On Tue, Dec 29, 2009 at 08:54:21AM -0800, patrick o'leary wrote:

> But at the same time, the rational behind finding a name that most folks are
> familiar with, is kind of like sales / marketing talk....

You probably mean that to be derogatory, but it's related and not in a bad
way.  This is about effective communication, which marketing people
understand.

In addition to working on Lucy, I'm the primary author of KinoSearch, a loose
port of Lucene to Perl/C.  KinoSearch's main index writer class used to be
called "InvIndexer", partly to highlight the fact that it worked with
"inverted indexes", partly to lessen the overload burden on the word "index",
and partly because it was easy to say.  And some people actually like the term
and have adopted it:

    http://www.rectangular.com/pipermail/kinosearch/2009-December/007164.html

    > "invindex"?  Interesting choice.  I always thought it was a good word,
    > but I moved away from that because people didn't grok it right away.

    I always like the word.
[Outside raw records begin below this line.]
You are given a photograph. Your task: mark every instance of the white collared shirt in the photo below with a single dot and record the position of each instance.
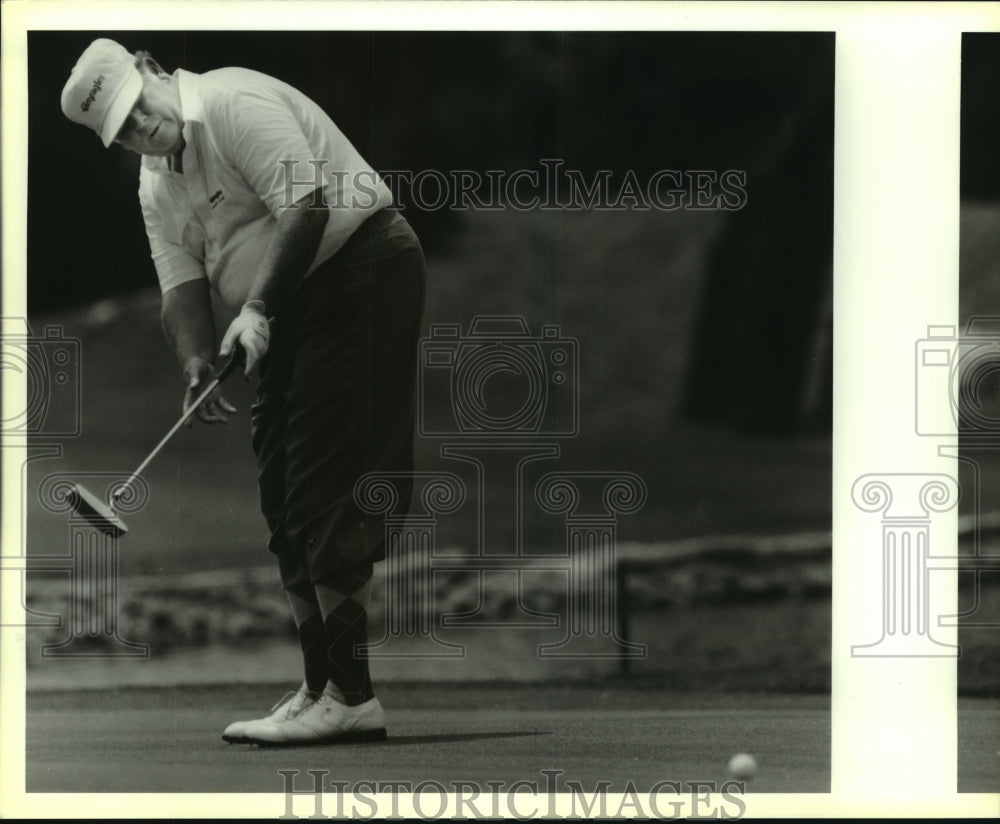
(253, 146)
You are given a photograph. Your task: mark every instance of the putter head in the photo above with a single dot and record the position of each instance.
(97, 513)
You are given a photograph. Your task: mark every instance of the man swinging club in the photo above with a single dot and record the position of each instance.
(329, 289)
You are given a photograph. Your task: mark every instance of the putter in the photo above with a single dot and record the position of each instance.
(93, 510)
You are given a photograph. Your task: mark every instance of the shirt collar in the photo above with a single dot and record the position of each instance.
(192, 103)
(192, 109)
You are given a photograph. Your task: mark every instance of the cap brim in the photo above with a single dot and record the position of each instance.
(121, 105)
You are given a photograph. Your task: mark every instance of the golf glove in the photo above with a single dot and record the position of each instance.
(251, 330)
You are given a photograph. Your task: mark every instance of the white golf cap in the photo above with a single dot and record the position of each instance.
(102, 88)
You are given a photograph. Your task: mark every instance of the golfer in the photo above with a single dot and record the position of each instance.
(249, 190)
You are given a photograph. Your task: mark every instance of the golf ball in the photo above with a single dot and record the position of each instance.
(742, 766)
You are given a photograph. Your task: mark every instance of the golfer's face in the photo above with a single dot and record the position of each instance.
(153, 126)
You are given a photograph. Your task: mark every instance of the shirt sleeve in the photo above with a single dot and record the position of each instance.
(174, 264)
(265, 142)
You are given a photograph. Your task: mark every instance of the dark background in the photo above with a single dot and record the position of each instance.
(758, 102)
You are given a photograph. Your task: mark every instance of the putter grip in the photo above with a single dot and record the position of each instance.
(236, 360)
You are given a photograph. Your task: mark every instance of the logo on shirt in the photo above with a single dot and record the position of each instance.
(93, 93)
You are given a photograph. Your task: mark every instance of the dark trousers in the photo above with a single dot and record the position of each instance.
(336, 399)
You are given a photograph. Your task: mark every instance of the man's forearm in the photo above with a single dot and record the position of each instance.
(291, 253)
(186, 314)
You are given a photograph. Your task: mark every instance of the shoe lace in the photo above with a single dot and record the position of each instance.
(284, 699)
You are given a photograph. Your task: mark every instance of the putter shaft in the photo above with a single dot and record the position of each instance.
(235, 360)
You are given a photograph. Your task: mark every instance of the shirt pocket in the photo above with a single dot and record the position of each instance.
(193, 240)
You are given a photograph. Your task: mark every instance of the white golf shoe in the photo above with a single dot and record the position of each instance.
(323, 721)
(290, 705)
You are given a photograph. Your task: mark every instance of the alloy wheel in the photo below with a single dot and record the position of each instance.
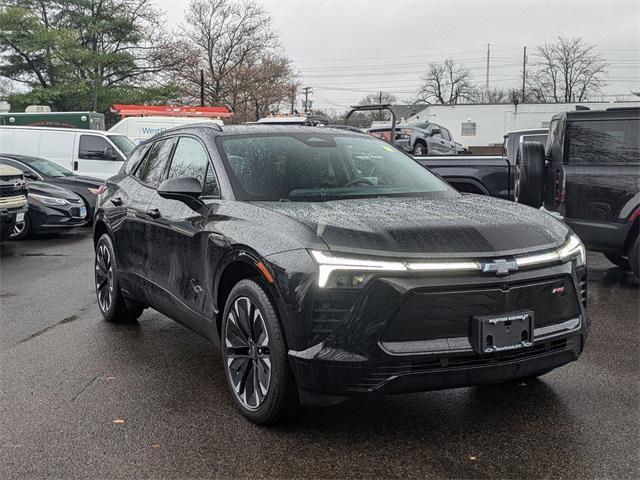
(104, 277)
(247, 353)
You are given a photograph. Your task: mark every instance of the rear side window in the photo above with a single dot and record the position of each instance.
(603, 142)
(190, 159)
(93, 147)
(151, 171)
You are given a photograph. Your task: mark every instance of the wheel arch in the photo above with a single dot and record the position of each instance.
(237, 265)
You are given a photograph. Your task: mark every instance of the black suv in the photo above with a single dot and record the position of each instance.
(589, 174)
(326, 263)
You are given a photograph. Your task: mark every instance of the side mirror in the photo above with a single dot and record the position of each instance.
(184, 189)
(109, 154)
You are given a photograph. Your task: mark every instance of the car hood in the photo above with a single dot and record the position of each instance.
(49, 190)
(463, 226)
(78, 180)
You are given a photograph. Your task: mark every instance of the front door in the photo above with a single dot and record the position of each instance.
(177, 235)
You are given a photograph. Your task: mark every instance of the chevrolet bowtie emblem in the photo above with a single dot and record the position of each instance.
(500, 266)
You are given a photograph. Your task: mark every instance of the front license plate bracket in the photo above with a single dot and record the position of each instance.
(498, 333)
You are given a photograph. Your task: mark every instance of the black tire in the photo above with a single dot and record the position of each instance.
(420, 149)
(23, 232)
(618, 260)
(111, 303)
(634, 257)
(274, 398)
(529, 176)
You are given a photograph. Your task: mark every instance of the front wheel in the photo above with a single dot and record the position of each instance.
(255, 356)
(112, 304)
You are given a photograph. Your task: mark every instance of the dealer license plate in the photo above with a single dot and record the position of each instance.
(498, 333)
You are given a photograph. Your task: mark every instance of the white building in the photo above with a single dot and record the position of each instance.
(481, 125)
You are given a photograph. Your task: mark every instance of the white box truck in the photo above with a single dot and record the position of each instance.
(85, 152)
(140, 129)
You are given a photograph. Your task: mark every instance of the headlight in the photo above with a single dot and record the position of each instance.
(47, 200)
(327, 264)
(572, 249)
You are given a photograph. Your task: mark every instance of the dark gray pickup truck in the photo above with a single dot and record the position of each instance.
(484, 174)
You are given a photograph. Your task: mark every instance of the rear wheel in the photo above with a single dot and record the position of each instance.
(529, 174)
(112, 304)
(618, 260)
(21, 230)
(255, 356)
(634, 257)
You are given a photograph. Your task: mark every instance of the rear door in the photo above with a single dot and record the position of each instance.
(178, 238)
(601, 175)
(96, 156)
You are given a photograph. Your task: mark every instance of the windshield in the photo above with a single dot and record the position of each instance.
(123, 143)
(317, 167)
(48, 169)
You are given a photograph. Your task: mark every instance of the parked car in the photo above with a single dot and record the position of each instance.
(589, 174)
(140, 129)
(420, 138)
(326, 263)
(51, 209)
(84, 152)
(13, 199)
(47, 171)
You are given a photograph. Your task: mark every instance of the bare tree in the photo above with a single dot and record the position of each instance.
(566, 71)
(447, 83)
(225, 35)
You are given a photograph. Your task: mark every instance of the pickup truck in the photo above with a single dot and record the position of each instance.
(13, 199)
(589, 174)
(484, 174)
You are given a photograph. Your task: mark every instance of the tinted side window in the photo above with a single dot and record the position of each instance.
(190, 159)
(134, 160)
(151, 171)
(93, 147)
(603, 142)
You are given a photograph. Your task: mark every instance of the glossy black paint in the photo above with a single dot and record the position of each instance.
(183, 260)
(48, 218)
(599, 198)
(78, 184)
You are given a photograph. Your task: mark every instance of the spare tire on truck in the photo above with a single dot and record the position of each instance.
(529, 175)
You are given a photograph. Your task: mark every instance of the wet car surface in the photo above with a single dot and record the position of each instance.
(67, 376)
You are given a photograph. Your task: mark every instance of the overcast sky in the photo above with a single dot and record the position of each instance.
(346, 49)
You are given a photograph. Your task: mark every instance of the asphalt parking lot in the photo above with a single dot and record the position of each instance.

So I stole it. :) It is unambiguous, even if
    people do not know what it means right away.

So, it worked as intended within a small, elite group.  But let me tell you,
it has mostly been a pain in the neck.  I've trained people on KinoSearch,
I've given talks, etc, and the specialized terminology has just slowed most
people down.  It has annoyed more than it has clarified.

Since that class's name has switched to "Indexer", things have gotten easier.
People remember that class easily, it rolls off the tongue.  They learn it
quickly, and there are no pauses while they try to recall jargon.  I'm very
pleased with how the change has worked out.

> This is open source, not a commercial entity that needs to have features
> that can fit on a brochure.

As an open source author, I take great pride crafting intutive, simple APIs,
and in communicating effectively in general.  

At the micro-level, that includes writing good email, good documentation, good
comments... always using all communication channels to the best advantage.
(For instance by aggressively pruning quoted material and rewrapping it so
that may even be clearer than in the poorly formatted original).

At the high level, that means designing good class hierarchies that people can
navigate easily.  Using intuitive names -- so long as they are accurate -- is
an important part of that.

If "CartesianTier" more accurately describes the class than alternatives such
as CartesianGrid or CartesianTile, please make that case.  I have to say, I'm
a little confused.  I assumed that a CartesianTier corresponded to a single
zoom level: one tier.  CartesianGrid seemed like an equivalent, using more
popular terminology.  But in other parts of this conversation, people have
made references to trees.  This isn't an R-Tree implementation, is it?  

Please pick a name that will make it as easy as possible for me to understand.
As a consumer of your API, I will thank you for working hard at the design
stage to save me time and effort down the road.